Face it: ‘Affordable housing’ means subsidized housing
Author: Jim Blickenstaff Publication: SF Chronicle
Characterizing opponents to aggressive housing plans as “poster children for exclusionary housing,” as The Chronicle does in its editorial about the Metropolitan Transportation Commission’s CASA Compact (an advisory proposal to address Bay Area housing), is simply an old and over-abused tactic of demonizing the opposition when the proponents of the base argument feel their case cannot stand on its own merit. The Chronicle should know better.
As an advocate for the environment and maintaining the quality of life standards for Bay Area residents, I only oppose regional planning that sacrifices one or both of those goals in the name of accelerated housing development.

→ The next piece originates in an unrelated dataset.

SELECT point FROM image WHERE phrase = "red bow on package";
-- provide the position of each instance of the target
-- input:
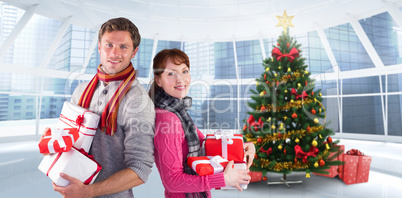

Truly affordable housing is, by definition, subsidized housing. That subsidy can be a direct set-aside of public funds. But, the usual mechanism for such housing is to package it with market-rate units, built by for-profit residential housing developers. Invariably, such a collaboration means incentivizing the building of affordable housing by fast-tracking that degrades environmental standards and/or the quality of life of local residents. The result: unmitigated or under-mitigated traffic impacts, unmitigated or under-mitigated parking impacts, unmitigated or under-mitigated schools impacts, unmitigated or under-mitigated parks impacts, etc., etc.
Assuming a social imperative for more affordable housing, I suggest a more direct and honest approach: state or local bonds dedicated for that purpose and voted on by the people most affected, and then implemented by nonprofit builders to further reduce costs and increase affordability.
It’s time to get past the inherent economic dichotomy where developers add their profit margin to the price for voter/resident subsidized housing and face up to the most common method of subsidizing affordable housing — sacrificing either or both the natural and populated environments.
Should the CASA Compact start a dialogue that includes environmental views, leading to a more honest and responsible outcome concerning Bay Area housing needs — and especially affordable housing needs — then it may yet prove to be a valuable document.
Jim Blickenstaff is a former San Ramon City Council member.